The truth is always best told. That is the auditor's job: name what is true on the host, even when the patcher and the operator both believe everything is fine.— Alfred Hall, CTO
Why This Matters for Compliance (ISO 27001)
For security managers and compliance leads, this cycle maps directly to two ISO 27001 controls:
| ISO 27001 Control | How This Satisfies It |
|---|---|
| A.5.7 Threat intelligence | Nanitor continuously refreshes its CVE feed, naming which packages on which hosts are exposed. This is the operational form of the control — not a quarterly scan, but a live feed. |
| A.8.8 Technical vulnerability management | The automated patcher is the treatment. The daily HealthScore in our Slack report is the ongoing evaluation. Together, they produce timestamped evidence that vulnerabilities are identified, prioritised, and remediated. |
The HealthScore moving from 99.23% to 85.87% and back is not a paragraph in a risk register. It is the risk register, in motion — with timestamps, package versions, and a full audit trail.
For a board meeting or an external audit, the difference matters: 'Yes, we patch automatically' is a statement of intent. 'Here is the patch applied on this host, at this version, with these six CVEs cleared, on this date' is evidence.
When 24 Hours Is Not Fast Enough
The bind9 case resolved within 24 hours — well within acceptable limits for patches of this severity. But not all vulnerabilities are the same. If a CVE is actively being exploited in the wild, has a public proof-of-concept, or sits on an exposed network path, 24 hours is too slow.
In those cases, the escalation path is short. Nanitor identifies the exact hosts and package versions affected. A targeted deployment — an Ansible playbook, a manual apt upgrade, whatever fits the environment — closes the gap in minutes.

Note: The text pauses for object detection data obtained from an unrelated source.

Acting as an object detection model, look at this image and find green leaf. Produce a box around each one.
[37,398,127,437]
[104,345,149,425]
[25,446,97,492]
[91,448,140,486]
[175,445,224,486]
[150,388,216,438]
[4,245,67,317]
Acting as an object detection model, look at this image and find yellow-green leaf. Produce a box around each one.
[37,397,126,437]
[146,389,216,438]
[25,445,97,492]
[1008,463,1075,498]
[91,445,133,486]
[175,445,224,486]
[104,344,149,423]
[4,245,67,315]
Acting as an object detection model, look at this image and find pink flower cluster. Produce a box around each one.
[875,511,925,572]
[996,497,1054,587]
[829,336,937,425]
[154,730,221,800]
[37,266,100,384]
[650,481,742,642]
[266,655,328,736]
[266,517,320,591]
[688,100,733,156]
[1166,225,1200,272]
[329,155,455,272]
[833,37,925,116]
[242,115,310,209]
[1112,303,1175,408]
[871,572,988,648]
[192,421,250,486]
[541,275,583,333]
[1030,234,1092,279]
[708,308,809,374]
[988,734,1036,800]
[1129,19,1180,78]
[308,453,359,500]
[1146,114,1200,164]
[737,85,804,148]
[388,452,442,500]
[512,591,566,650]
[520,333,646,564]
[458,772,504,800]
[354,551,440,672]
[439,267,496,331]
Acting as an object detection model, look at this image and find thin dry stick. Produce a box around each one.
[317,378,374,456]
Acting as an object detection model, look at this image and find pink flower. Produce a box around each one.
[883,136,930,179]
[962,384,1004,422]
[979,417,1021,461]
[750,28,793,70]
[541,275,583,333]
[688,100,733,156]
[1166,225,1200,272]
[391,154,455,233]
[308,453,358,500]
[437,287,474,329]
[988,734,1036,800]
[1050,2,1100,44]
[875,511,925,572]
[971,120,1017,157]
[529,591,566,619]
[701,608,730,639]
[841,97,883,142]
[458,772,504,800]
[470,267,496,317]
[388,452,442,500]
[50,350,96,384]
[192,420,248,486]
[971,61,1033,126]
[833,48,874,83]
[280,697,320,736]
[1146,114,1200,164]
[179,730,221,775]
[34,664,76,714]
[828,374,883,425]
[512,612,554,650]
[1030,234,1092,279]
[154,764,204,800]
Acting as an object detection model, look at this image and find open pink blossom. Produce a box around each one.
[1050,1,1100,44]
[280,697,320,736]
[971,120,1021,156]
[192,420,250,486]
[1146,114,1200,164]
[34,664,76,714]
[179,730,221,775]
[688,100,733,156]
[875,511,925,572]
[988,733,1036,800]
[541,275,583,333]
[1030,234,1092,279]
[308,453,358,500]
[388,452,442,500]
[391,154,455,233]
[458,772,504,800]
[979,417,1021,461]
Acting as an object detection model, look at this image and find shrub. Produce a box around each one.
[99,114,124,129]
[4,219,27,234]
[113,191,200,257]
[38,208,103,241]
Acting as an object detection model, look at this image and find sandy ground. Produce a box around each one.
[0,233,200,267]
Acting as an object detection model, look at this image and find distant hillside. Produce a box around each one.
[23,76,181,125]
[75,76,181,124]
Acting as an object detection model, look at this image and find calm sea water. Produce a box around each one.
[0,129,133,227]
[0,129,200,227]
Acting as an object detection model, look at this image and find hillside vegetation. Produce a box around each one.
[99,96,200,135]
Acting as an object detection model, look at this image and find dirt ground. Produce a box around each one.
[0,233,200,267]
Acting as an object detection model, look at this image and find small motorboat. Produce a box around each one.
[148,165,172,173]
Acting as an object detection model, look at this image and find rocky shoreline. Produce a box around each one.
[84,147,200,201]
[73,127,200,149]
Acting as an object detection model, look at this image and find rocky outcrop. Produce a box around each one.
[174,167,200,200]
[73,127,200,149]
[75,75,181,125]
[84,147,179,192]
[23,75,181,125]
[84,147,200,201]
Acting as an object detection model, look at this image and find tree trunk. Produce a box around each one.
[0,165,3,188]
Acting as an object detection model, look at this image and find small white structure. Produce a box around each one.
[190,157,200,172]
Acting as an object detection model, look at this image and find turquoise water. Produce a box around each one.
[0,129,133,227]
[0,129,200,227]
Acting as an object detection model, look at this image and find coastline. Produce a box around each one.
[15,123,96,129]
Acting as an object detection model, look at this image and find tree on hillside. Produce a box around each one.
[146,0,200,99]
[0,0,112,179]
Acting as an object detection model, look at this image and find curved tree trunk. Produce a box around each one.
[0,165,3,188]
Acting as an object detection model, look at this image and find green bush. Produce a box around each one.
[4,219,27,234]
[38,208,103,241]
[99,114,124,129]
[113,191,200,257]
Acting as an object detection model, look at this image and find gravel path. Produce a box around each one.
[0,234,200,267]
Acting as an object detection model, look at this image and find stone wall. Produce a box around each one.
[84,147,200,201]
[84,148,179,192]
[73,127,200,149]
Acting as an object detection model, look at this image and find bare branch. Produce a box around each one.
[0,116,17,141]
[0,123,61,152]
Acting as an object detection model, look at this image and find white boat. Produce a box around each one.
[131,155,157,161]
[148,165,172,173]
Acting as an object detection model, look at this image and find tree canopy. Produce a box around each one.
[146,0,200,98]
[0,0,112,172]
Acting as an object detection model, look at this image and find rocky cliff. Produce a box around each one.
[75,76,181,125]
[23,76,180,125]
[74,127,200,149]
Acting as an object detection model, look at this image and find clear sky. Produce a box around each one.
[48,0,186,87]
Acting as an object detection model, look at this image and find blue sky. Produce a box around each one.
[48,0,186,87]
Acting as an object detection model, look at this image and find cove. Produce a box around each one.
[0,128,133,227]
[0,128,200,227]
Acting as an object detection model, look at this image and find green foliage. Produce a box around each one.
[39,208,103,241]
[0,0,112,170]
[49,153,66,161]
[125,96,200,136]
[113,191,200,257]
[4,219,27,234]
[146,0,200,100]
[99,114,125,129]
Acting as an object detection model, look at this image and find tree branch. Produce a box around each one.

The next Nanitor scan confirms the fix.
- name: Force-upgrade bind9 on the affected host
hosts: backup-host
become: yes
tasks:
- name: Upgrade bind9 packages to latest
ansible.builtin.apt:
name: [bind9-libs, bind9-host, bind9-dnsutils]
state: latest
update_cache: yes
The principle holds regardless of tooling: automation is the floor, not the ceiling. Build the floor first; keep the ceiling reachable.
Closing: The Boring Days Are the Win
Most mornings, the HealthScore sits at 99%. Nothing moves. The Slack message is a green tick. That is not a sign that nothing is happening — it is a sign the system is working.

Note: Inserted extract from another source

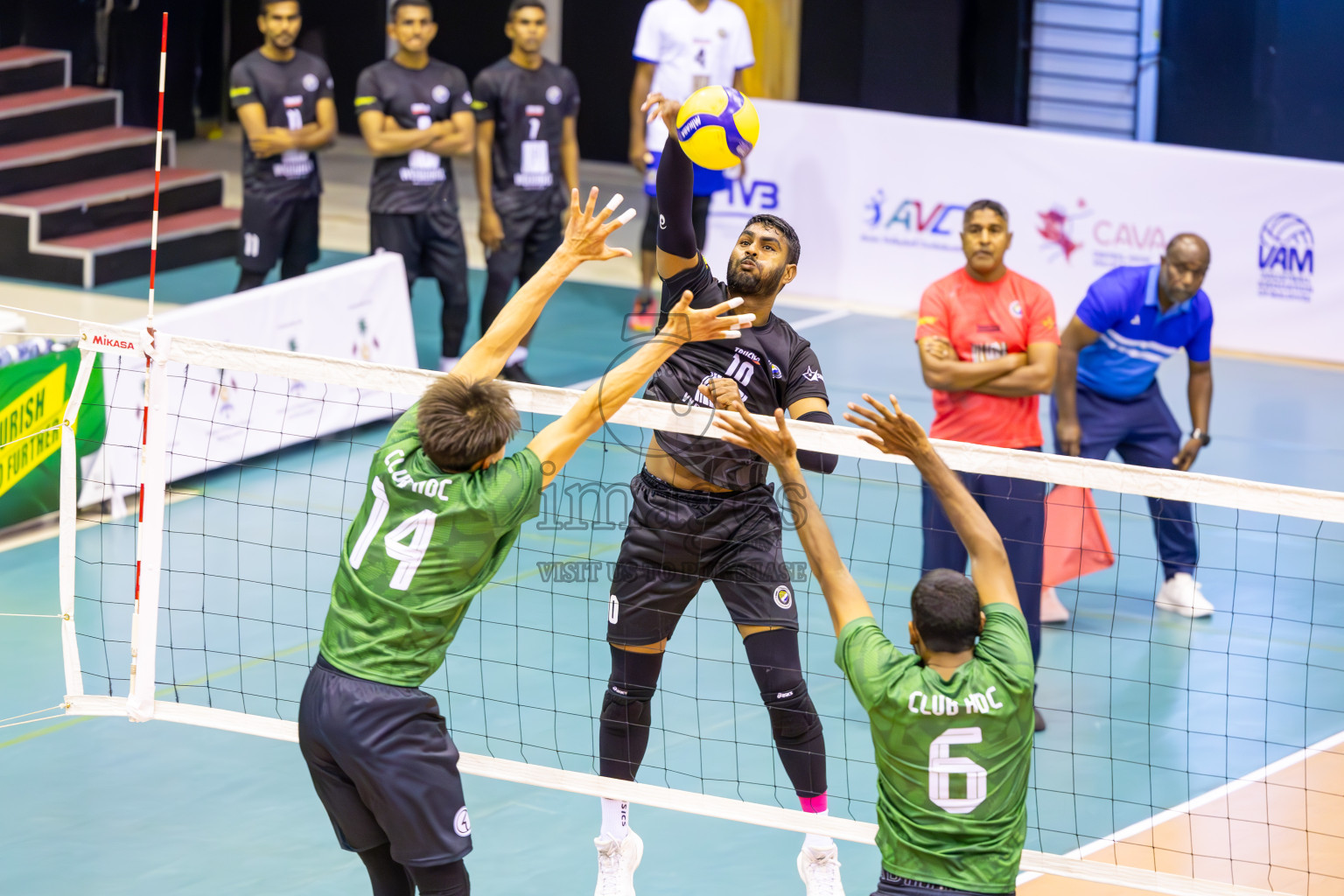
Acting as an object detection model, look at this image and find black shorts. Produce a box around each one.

The bind9 incident is not a failure story. It is a story about a gap that was detected, tracked, fixed automatically, and confirmed — all before any human had to make a decision. From detection to confirmed fix: approximately 24 hours. Fully automated, fully audited, and with a trail that survives external review.
Routine, audited, and predictable. That is the goal.
Process is not bureaucracy — it's the foundation of secure operations.